Cuando hubo cerrado la puerta y empezó a bajar por los escalones, Robin se fijó en que había un pequeño coche negro aparcado en la acera de enfrente. Aunque era extraño ver un coche desconocido en esa calle, sobre todo a una hora tan temprana, lo que Robin sintió no fue extrañeza, sino verdadera inquietud.
Hacía frío. Se pasó los libros al brazo izquierdo, y tras subirse la cremallera de la chaqueta hasta el cuello, aceleró el paso. Había quedado con Cassie y Courtney en la esquina de la siguiente manzana. Probablemente ya estarían esperándola. Había salido de casa un par de minutos tarde.
La calle estaba tranquila. Habían caído prácticamente todas las hojas y los árboles tenían un aspecto desnudo y poco amistoso.

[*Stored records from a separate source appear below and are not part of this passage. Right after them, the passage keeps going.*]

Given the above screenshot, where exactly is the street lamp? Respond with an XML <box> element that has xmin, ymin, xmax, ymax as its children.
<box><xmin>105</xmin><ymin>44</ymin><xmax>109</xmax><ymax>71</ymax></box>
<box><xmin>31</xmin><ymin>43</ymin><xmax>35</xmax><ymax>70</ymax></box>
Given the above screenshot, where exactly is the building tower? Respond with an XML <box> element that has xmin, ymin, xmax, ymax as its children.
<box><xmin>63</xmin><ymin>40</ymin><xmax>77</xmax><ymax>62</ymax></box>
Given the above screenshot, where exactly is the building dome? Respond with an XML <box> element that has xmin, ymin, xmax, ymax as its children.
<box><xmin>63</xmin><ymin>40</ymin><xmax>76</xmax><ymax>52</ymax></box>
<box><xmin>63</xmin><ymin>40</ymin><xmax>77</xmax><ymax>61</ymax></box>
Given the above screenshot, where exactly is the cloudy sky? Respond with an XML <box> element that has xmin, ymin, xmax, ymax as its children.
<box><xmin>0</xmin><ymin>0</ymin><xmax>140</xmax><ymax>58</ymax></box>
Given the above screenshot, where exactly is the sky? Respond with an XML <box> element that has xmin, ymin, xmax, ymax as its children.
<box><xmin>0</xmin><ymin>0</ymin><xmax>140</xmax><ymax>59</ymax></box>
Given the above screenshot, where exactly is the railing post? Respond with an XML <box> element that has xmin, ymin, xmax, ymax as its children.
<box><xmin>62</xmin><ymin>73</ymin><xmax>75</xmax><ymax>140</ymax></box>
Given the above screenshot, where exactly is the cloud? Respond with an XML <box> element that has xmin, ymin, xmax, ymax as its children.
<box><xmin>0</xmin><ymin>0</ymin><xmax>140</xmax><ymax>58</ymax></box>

Robin se arrepintió de no haber cogido los guantes.
Cuando llegó a la acera, miró al otro lado de la calle. La ventanilla del conductor del coche desconocido estaba descendiendo lentamente. Entonces se detuvo, dejando una abertura de sólo unos centímetros. Robin aguzó la vista cuanto pudo, con la esperanza de ver una cara conocida, pero el radiante sol de la mañana lanzaba tales reflejos que no pudo distinguir nada. Entonces vio que aparecía un brazo con algo en la mano que apuntaba en su dirección. Presa del pánico, echó a correr. Con un rugido de motores, el coche se lanzó a través de la calle, como si se dirigiera precisamente hacia ella. En el mismo momento en que Robin pensaba que iba a subir a la acera y atropellarla, el automóvil dio un giro de ciento ochenta grados y aceleró calle abajo.
Sollozando, atravesó el jardín de sus vecinos y llamó al timbre frenéticamente.